Daerah terpencil, namun mudah dijangkau. Apalagi Bandara Hang Nadim Batam memiliki dukungan infrastruktur lengkap.

Terlebih lagi, meskipun pulau penyangga, namun di sana sudah terdapat infrastruktur relatif lengkap, karena pernah menjadi lokasi kamp pengungsi Vietnam.

Paket keunggulan komplit itu yang membuat pemerintah menetapkan membangun rumah sakit di Pulau Galang.

Awalnya masyarakat sekitar menolak, karena khawatir tertular COVID-19. Namun dengan penjelasan dan pendekatan yang baik, masyarakat pun menerima keputusan yang serba cepat itu.

Sekitar satu bulan kemudian, pada 6 April 2020, RSKI COVID-19 Pulau Galang resmi beroperasi.

Peresmian dilakukan Panglima Komando Gabungan Wilayah Pertahanan I (kala itu) Laksamana Madya TNI Yudho Margono. Saat itu, RS diprioritaskan untuk merawat pekerja migran yang kembali ke Indonesia.

Baca juga: 125 orang sembuh, satu kecamatan di Batam jadi zona merah muda
Warga Batam menjalani pemeriksaan tes cepat COVID-19, beberapa waktu lalu. (Naim)


Kondisi Batam
​​​​​​​

Sementara itu, di luar gonjang-ganjing pemulangan WNI Wuhan dan pendirian RSKI Galang, Pemerintah Kota setempat terus melakukan antisipasi penyebaran COVID-19 berkoordinasi dengan berbagai pihak, termasuk dengan Pemerintah Singapura.

Setiap ada kabar WN Singapura positif COVID-19 yang baru pulang dari Singapura, pemerintah langsung melakukan penelusuran ke daerah dan warga yang melakukan kontak selama di kota kepulauan.

Pada 16 Oktober 2020, Gugus Tugas Percepatan Penanganan COVID-19 Kota Batam Kepulauan Riau memutuskan untuk meniadakan aktivitas massal, selama 14 hari, termasuk kegiatan belajar-mengajar di sekolah.

Pemerintah Kota Batam, waktu itu, membuat keputusan menyiapkan dana sekitar Rp4 miliar untuk digunakan dalam penanganan pencegahan penularan COVID-19.

Dana itu, diambil dari posting anggaran tidak terduga, kata Wakil Wali Kota Batam Amsakar Achmad.

Pada 20 Februari 2020, Gugus Tugas mengumumkan kasus pertama COVID-19 di Batam. Pemerintah langsung melakukan penelusuran terhadap kontak erat pasien yang baru saja dari perjalanan luar kota.

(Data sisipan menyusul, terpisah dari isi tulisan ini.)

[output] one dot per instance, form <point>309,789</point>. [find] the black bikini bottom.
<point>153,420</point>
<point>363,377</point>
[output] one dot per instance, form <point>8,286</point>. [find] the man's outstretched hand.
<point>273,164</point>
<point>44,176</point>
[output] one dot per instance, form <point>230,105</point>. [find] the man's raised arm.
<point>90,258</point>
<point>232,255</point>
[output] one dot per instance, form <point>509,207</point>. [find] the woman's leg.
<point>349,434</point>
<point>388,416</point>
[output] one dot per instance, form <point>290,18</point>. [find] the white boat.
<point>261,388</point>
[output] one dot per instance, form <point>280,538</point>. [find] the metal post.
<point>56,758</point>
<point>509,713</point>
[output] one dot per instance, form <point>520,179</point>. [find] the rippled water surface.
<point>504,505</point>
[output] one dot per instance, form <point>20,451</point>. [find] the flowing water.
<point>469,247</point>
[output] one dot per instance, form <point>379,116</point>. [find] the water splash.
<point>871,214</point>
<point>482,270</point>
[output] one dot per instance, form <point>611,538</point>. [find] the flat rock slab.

Pemerintah membuat pemetaan dengan rinci, demi memutus mata rantai penularan COVID-19.

Demi memastikan masyarakat tidak terdampak secara ekonomi, pemerintah kota, bekerja sama dengan pemerintah provinsi dan Badan Pengusahaan Kawasan Perdagangan Bebas Pelabuhan Bebas membagi-bagikan sembako.

Tidak hanya pemerintah, organisasi masyarakat pun berlomba-lomba mengumpulkan donasi untuk masyarakat terdampak COVID-19.

Bantuan juga datang bertubi-tubi dari Singapura, baik pemerintahnya, maupun yayasan Temasek Singapura dan perkumpulan warga Singapura di Batam juga turut memberikan bantuan.

Bantuan yang diberikan di antaranya alat pelindung diri, perlengkapan dan peralatan medis di rumah sakit, masker, dan cairan pembersih tangan.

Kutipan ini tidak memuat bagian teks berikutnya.